Developing healthy habits can sometimes be frustrating. Most people are trying to juggle numerous things in their life when attempting to adapt a healthier lifestyle or new fitness regimen.
Let’s say you want to create a new exercise habit; walking for 20 minutes every morning before work. You might tell yourself something like this:
"I’m ready for a change. This time I will be very consistent by walking everyday during the weekday. I have my new shoes, my walking partner and I’m ready to get healthier. Monday we start."
This is a story you’re telling your mind. Although it’s not real, it has a powerful effect in getting your mindset right and getting you to move and take action!
You’re good for the first 2 days. Wednesday rolls around and you’re partner calls to tell you her kid is sick and she can’t do the walk for the next couple days...which leaves you on your own. It’s you and your mind.
The next couple days, it’s a little harder to get out of bed early, but you fight through, knowingly that very soon your partner will rejoin you. She then texts you that she won’t be able to make it at that time at all, as her work schedule has shifted.
Now, you are completely on your own...and all of the sudden your mindset starts creating some doubtful thoughts: “Oh no, I may not be able to keep this up EVERY day.”

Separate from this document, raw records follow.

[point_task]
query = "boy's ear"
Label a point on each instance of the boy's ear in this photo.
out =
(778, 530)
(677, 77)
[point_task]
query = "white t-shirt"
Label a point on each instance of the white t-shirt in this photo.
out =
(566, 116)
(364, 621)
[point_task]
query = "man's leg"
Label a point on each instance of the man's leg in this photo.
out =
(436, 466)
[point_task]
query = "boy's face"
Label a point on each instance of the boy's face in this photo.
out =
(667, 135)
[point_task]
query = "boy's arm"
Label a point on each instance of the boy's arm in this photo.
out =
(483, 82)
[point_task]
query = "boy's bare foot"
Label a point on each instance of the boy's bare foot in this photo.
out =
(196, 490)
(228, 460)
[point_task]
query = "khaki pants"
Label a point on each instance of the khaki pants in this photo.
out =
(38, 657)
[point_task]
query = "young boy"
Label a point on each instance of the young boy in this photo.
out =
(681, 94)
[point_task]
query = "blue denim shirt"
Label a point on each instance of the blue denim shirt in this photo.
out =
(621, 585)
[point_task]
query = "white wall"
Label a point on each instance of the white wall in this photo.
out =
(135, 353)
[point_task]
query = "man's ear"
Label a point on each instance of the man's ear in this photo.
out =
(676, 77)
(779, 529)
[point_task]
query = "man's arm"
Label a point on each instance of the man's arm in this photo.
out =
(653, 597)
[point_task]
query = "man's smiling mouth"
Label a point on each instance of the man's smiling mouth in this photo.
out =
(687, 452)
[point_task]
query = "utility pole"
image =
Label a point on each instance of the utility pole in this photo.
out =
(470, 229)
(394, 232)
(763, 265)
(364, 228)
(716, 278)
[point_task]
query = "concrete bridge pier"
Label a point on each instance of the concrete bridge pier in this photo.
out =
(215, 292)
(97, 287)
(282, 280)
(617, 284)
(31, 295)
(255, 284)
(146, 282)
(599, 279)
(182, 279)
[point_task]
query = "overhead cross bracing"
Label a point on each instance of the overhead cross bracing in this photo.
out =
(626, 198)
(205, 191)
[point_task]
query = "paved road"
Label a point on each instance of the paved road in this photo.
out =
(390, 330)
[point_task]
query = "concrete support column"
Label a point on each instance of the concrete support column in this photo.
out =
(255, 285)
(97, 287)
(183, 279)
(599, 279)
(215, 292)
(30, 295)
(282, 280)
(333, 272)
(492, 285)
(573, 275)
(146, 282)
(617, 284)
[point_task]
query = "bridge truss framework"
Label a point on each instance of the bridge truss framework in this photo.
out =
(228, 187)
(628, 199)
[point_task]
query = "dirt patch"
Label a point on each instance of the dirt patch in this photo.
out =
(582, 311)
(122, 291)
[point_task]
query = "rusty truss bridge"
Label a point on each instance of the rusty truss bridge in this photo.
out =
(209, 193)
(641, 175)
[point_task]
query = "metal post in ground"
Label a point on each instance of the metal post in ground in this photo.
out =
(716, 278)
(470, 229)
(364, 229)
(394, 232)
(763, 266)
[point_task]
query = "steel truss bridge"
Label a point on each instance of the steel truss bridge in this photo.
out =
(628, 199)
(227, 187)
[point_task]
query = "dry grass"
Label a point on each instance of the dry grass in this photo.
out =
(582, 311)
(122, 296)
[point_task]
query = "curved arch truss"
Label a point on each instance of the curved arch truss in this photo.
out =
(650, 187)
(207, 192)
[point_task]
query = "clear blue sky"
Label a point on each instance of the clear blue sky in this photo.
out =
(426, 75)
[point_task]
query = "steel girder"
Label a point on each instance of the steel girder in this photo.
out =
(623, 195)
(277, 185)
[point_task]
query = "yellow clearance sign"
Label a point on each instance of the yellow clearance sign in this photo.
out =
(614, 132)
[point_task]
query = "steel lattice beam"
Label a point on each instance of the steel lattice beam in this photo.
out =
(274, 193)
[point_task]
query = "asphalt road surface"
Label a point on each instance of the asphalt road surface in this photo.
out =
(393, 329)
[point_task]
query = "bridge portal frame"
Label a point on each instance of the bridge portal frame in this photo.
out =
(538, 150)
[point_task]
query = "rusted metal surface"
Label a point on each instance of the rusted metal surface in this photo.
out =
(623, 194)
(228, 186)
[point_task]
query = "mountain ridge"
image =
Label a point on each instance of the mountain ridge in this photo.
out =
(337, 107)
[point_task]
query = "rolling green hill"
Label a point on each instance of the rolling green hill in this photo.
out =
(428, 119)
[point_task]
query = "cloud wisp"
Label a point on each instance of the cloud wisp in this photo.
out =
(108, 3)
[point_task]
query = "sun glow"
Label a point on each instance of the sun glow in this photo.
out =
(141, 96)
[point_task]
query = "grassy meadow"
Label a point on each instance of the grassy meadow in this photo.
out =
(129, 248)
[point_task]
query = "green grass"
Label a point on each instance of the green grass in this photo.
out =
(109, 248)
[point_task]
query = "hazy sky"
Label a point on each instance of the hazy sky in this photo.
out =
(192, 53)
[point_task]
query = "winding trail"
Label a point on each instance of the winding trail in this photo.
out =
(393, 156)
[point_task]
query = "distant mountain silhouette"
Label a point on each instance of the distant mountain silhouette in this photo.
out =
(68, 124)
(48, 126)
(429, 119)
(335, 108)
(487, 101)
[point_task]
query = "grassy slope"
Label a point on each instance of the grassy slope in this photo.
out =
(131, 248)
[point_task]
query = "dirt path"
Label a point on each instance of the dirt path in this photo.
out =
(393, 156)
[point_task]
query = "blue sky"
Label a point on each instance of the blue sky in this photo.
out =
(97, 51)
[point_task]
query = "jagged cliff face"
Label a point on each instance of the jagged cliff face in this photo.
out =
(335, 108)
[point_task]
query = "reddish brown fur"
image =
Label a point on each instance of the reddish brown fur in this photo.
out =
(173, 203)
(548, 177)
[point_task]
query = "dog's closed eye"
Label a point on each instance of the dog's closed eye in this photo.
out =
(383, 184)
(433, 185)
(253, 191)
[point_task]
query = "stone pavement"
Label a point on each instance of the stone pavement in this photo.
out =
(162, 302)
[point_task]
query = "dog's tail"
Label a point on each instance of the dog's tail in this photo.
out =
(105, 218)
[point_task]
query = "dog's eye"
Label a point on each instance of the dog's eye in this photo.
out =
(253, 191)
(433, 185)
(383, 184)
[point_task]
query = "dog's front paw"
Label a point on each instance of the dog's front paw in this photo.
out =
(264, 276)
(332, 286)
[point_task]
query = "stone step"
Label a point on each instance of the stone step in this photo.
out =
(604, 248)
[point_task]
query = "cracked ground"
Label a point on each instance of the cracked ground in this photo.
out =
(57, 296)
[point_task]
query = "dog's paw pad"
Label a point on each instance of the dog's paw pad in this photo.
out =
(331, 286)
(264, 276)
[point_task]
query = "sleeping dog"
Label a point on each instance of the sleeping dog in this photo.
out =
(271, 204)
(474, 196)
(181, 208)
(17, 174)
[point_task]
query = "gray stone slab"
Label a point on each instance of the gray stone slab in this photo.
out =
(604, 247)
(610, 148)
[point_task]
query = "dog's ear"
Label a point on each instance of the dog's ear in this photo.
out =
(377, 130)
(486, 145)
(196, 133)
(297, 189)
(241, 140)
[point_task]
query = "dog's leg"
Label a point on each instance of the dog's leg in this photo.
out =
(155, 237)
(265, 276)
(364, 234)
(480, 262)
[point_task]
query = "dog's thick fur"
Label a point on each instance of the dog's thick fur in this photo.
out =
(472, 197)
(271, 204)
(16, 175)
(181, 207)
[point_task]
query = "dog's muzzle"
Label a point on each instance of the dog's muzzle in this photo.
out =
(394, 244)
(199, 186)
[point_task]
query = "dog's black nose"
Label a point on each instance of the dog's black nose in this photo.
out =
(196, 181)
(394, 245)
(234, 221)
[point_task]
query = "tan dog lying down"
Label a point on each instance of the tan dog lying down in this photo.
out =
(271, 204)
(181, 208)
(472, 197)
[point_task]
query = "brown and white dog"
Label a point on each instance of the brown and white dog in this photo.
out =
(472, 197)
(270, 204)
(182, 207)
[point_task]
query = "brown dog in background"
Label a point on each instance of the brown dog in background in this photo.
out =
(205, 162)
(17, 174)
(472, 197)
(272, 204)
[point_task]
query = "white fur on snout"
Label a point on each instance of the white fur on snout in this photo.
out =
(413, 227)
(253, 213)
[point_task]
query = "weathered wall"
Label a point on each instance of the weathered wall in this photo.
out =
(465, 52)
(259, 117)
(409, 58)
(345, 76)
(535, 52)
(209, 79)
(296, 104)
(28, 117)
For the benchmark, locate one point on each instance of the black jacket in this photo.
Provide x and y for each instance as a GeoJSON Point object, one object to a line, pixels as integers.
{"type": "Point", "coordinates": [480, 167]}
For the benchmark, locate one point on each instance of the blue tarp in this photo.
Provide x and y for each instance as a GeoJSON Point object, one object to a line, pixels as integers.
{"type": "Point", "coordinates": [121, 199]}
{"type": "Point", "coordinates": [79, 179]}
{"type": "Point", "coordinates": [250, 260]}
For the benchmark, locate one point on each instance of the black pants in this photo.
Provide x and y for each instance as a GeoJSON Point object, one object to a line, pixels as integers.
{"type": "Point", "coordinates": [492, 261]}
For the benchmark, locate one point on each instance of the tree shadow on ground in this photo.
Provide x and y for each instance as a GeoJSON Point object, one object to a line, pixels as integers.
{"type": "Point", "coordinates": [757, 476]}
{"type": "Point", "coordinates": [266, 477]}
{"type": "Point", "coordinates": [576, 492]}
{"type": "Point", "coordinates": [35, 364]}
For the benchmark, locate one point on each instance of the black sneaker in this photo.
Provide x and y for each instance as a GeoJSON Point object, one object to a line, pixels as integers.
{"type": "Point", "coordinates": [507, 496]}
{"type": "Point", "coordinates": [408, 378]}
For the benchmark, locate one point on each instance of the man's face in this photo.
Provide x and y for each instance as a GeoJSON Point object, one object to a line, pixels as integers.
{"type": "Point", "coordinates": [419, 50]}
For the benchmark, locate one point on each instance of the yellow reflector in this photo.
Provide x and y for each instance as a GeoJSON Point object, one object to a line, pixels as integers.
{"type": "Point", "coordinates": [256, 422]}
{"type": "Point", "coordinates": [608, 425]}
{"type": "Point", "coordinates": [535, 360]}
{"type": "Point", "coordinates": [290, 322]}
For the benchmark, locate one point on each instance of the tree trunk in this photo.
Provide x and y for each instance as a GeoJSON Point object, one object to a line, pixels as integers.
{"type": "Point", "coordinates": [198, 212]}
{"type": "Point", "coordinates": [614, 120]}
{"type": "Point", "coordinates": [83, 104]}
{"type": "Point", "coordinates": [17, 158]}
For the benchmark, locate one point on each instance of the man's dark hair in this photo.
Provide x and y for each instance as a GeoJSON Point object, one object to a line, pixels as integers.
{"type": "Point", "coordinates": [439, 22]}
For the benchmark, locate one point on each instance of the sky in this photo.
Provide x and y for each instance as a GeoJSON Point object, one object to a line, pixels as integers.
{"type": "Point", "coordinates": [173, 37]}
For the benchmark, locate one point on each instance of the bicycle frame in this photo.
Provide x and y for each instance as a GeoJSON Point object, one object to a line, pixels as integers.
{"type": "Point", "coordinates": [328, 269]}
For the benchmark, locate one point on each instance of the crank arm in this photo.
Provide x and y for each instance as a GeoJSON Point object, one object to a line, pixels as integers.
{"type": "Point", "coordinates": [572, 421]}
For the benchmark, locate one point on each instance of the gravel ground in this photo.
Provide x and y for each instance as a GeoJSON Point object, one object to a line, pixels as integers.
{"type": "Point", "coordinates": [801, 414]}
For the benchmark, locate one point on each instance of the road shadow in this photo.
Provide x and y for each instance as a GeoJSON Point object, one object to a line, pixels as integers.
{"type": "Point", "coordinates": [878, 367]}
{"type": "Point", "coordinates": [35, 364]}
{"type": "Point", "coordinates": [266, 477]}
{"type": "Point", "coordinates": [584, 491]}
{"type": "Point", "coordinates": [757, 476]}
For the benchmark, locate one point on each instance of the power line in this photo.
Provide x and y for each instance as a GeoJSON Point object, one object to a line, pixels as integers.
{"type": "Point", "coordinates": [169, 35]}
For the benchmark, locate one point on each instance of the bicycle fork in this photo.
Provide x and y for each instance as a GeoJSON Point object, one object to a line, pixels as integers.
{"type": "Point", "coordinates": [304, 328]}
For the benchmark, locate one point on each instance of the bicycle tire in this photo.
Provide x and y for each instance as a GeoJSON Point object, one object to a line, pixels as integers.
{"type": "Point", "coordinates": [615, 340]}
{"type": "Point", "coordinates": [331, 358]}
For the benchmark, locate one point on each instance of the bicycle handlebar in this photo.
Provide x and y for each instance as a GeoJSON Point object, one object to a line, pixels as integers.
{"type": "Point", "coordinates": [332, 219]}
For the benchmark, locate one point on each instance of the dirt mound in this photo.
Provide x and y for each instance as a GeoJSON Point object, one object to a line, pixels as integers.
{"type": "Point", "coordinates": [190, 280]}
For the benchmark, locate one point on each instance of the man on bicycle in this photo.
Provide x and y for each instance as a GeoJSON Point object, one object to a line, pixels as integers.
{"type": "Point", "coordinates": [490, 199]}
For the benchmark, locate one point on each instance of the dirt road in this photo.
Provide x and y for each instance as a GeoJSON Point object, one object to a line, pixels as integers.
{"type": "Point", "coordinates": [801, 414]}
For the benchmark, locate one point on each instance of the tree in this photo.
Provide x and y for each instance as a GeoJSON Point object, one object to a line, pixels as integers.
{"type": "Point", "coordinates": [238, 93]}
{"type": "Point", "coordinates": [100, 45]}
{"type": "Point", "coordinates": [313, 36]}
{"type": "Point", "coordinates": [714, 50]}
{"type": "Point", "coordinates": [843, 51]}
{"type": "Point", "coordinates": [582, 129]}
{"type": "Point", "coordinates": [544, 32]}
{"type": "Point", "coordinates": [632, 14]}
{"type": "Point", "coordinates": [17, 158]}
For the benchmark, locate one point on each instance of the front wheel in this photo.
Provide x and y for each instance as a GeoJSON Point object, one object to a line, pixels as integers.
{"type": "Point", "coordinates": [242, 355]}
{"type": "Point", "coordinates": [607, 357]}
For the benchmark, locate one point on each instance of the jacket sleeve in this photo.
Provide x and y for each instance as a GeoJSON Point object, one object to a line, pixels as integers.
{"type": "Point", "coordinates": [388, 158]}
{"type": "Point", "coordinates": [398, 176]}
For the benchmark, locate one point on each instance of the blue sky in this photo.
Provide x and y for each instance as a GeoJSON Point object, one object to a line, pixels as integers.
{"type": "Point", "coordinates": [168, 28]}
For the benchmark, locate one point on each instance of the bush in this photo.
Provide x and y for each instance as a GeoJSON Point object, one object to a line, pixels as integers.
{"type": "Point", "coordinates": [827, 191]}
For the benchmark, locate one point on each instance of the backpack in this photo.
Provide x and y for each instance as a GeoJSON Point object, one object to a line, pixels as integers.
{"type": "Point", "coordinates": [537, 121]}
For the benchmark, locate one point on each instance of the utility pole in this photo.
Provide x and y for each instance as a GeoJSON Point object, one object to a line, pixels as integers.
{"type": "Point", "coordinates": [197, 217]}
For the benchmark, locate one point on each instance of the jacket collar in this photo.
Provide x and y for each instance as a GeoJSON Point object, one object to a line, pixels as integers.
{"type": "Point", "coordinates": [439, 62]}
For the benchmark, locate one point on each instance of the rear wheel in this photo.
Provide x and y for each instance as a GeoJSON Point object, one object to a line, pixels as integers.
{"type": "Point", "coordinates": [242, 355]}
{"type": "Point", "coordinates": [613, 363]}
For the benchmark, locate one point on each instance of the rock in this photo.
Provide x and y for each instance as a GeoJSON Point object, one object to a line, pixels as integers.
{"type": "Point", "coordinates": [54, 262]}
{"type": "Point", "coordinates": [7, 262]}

The following week you stay up late on Sunday and miss your Monday walk which puts a damper on your rhythm. You end up walking only once that week and your mind now begins with the story: “Dang it, I’m screwing up. It’s just tough to keep this going. I’m just not that disciplined.”
Just like that, your self belief is affected.
Your belief system surrounding your habit and the story you tell yourself matters more than most people realize.
So how do you tell a story that can actually help you maintain your positive habits?
The truth is, none of the stories you tell yourself is true. Amplified fears and worries are often made into stories that are far worse than actuality.
Ideally you want to stay in the present, but that is not quite how our minds work. We like stories. We are used to stories, so the key is developing good stories that can constantly be edited to reflect a positive outcome, instead of letting it spiral out of control.
Here’s how to tell a better story to yourself and develop everlasting habits:
When in doubt, always try to step outside the box and look at the big picture. Recite the many reasons why your new habit will take you towards a better life which will ultimately benefit those around you that you love.